Councilmembers voted 7-1 — with District 5 City Councilman Carl DeMaio dissenting — to pass the budget, but not before agreeing to revise expenditures to accommodate the lifeguards’ funding request for three relief positions and a wellness program.

“You guys really looked after a group of professional rescuers who look after the public, and you’ve really taken into consideration our health and our well-being,” said Sgt.

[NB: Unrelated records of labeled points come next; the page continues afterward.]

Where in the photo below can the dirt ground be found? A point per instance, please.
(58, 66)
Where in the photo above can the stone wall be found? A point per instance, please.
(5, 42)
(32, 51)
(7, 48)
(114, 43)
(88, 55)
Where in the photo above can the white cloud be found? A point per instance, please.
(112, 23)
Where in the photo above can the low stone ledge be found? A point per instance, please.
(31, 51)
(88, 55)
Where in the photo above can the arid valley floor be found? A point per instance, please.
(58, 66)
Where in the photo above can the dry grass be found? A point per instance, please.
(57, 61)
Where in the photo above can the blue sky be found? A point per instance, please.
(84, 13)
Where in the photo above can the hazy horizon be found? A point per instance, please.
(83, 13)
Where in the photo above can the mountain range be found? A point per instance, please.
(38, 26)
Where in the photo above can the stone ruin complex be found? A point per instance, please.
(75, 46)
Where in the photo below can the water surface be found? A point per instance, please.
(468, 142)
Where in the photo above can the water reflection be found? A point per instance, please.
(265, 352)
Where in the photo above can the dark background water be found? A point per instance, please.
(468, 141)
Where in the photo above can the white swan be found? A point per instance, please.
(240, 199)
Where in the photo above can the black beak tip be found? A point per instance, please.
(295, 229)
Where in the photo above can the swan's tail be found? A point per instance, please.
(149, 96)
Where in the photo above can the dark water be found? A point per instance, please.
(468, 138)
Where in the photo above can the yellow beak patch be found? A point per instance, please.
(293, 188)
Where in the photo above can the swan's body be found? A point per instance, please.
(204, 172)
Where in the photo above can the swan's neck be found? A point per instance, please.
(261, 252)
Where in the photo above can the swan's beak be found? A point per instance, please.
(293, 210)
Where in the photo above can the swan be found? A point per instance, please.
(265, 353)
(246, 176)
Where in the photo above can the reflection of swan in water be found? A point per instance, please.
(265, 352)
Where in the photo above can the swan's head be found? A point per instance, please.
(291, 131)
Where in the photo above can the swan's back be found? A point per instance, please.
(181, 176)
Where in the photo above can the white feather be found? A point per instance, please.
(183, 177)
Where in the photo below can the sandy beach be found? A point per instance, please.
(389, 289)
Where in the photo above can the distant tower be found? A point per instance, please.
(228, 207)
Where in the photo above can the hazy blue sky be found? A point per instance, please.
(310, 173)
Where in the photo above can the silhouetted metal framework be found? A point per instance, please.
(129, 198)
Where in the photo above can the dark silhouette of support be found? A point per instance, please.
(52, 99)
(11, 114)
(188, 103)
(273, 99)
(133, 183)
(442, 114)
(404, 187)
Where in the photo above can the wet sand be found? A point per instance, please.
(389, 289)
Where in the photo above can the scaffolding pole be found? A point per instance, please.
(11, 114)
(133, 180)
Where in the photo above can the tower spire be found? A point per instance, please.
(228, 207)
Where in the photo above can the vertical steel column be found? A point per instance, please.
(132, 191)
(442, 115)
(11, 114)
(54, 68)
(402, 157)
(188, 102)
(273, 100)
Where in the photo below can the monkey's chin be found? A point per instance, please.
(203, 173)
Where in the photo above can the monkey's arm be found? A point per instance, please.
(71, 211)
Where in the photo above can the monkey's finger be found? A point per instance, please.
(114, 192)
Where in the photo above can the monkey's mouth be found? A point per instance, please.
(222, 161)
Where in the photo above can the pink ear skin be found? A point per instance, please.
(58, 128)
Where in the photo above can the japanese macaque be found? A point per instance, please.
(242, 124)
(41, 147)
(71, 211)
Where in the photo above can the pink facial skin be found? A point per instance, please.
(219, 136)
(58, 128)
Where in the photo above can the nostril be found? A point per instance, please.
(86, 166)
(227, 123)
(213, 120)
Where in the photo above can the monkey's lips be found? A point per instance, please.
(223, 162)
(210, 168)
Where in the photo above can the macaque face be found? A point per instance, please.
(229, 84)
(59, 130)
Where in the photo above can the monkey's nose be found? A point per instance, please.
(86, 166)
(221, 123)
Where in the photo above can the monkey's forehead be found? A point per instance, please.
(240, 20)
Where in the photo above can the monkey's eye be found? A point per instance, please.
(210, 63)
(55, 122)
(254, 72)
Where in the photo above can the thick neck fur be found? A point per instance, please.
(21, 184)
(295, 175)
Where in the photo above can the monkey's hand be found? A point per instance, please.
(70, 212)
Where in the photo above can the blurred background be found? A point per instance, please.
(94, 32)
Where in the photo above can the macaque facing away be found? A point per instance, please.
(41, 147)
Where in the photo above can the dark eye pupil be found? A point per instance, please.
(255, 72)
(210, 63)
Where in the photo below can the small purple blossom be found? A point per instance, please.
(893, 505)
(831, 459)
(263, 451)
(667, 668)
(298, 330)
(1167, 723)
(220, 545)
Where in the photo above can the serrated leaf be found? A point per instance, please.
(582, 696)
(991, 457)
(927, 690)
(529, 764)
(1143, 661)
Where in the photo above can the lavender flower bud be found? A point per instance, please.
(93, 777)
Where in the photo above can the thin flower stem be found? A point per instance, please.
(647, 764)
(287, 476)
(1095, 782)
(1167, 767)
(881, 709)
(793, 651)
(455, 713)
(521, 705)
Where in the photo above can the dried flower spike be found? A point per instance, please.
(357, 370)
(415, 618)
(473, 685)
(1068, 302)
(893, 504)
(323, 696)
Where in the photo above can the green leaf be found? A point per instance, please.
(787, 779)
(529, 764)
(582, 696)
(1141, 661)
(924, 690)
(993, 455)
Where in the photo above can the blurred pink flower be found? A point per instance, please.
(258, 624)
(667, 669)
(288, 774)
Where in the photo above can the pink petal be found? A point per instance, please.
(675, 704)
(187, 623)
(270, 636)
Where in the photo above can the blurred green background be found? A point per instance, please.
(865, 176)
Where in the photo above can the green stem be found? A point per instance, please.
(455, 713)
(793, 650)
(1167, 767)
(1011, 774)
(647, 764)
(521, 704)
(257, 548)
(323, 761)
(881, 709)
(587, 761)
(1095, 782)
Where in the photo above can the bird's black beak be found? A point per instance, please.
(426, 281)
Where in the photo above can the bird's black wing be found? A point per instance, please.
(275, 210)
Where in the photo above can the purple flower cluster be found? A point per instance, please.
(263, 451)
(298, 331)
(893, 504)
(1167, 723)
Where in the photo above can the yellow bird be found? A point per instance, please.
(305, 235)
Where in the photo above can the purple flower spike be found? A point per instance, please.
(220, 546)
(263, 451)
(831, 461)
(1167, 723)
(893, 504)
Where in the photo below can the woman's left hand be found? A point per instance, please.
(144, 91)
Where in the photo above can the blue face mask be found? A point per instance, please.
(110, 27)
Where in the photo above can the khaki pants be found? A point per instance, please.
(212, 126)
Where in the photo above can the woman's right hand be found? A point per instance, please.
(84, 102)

James Gartland, San Diego Association for Lifeguards.

“We’re going to provide a better service because of these things, and it’s going to give us the relief that we need,” he said.

According to a city Independent Budget Analyst Office (IBA) report, $291,000 will be allotted for three relief positions, including a lifeguard sergeant and two full-time lifeguards, along with $81,000 for the wellness program to monitor health and prevent injuries.

“The restoration of these positions and the flexibility that they offer would lessen the current strain on the lifeguard scheduling system, reduce the use of mandatory overtime to maintain constant staffing levels, and support scheduling personnel training,” said Andrea Tevlin, the city’s independent budget analyst.

A “meet-and-confer” process is currently under way among city management and lifeguards to evaluate the implications and benefits of the wellness program prior to its implementation.

A report on the results of the study will be completed by the end of June.

“I’m anxious to get this program started,” said District 2 City Councilman Kevin Faulconer at the meeting.

“We’ve heard very clearly from the lifeguards that they want to make this a very expeditious process, so I have no doubt that it will conclude quickly.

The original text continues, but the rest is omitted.